# Shutting down tank SALE



## PaulF757 (Dec 9, 2013)

I know its been awhile since I've been on here, but I've had a rough year personally and due to my divorce I'm forced to shut down my tank. I will be up in running once i buy a new house but for now i have a few items for sale. I may be selling the tank, inhabitants and equipment and ill keep you all posted. If you don't know me, ask around the forum folks on here can vouch for me. Most of these items that i have are from folks that ordered stuff from me for BRS and never picked up their items so i can't really take a huge beating on the prices, willing to do a discount on multiple items. Pick up will be at 5 Valhalla Inn RD, cash only or etransfer.
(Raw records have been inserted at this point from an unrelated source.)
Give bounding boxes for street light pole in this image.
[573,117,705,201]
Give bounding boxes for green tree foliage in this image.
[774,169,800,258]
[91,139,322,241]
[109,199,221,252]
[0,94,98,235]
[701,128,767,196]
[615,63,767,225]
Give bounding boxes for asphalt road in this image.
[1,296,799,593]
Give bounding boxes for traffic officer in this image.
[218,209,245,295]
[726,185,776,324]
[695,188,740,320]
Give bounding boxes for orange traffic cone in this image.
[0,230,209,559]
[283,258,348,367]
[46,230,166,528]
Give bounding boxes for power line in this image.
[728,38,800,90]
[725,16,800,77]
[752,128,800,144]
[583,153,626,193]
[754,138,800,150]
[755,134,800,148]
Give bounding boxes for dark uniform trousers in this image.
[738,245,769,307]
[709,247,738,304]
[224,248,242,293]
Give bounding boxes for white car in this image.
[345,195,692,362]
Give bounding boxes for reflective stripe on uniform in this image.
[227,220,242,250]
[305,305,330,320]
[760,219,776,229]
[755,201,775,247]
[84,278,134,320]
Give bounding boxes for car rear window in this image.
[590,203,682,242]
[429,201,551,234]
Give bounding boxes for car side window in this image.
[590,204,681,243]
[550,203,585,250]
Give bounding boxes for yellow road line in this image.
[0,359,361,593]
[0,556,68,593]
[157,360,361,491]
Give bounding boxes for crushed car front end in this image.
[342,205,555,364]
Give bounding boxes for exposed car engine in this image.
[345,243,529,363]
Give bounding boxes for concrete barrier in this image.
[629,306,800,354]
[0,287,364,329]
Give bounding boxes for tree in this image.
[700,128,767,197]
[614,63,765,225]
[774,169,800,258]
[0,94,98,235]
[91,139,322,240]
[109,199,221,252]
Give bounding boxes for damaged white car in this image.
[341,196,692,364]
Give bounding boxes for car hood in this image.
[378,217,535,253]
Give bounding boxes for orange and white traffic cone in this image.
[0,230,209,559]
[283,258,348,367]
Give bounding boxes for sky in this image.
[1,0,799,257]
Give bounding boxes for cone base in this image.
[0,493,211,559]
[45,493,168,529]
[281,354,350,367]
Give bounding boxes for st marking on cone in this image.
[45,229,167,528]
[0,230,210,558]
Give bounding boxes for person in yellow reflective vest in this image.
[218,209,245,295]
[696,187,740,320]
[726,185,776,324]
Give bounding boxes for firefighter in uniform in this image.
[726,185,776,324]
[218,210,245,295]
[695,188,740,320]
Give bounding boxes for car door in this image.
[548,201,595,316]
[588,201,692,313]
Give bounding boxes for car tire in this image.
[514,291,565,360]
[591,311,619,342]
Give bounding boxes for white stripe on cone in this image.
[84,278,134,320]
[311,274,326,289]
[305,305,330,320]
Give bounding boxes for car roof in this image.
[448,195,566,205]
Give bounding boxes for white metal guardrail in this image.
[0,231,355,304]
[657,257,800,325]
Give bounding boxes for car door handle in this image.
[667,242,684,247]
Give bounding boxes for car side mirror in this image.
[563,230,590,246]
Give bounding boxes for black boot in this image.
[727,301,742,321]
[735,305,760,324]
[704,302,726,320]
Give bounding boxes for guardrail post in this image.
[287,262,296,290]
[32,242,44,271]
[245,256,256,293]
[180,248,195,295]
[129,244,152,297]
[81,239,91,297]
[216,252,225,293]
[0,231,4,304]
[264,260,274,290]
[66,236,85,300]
MultiTest Copper (Sachem 75 tests) used twice $10
Float Valve 1/4" Tube fitting NEW $15
Reef Chili 1.5 oz (one left) NEW $25 each
Hanna Phosphorus ULR Reagents NEW $10
Ich-X used (half bottle) $5
PraziPro used (3/4 bottle) $5
Cupramine (Sachem) used (3/4 bottle) $5
Omega One Marine Pellets with Garlic $5 each
Reef Plugs (Boston Aqua Farms) (10) $5 SOLD
Coral glue NEW $5 SOLD
FragCave flat discs about 10-15 $5
Milwaukee PH buffer solution PH7, PH10, PH4 $3
WeldOn 40 2 Part Kit (used once) $15
Clear 1/8" Screen Netting 3x7 feet NEW $12
Frag Holder (clear, suction cups) $5 SOLD


----------



## PaulF757 (Dec 9, 2013)

Been awhile, can you please move it to the marketplace section. Thx


----------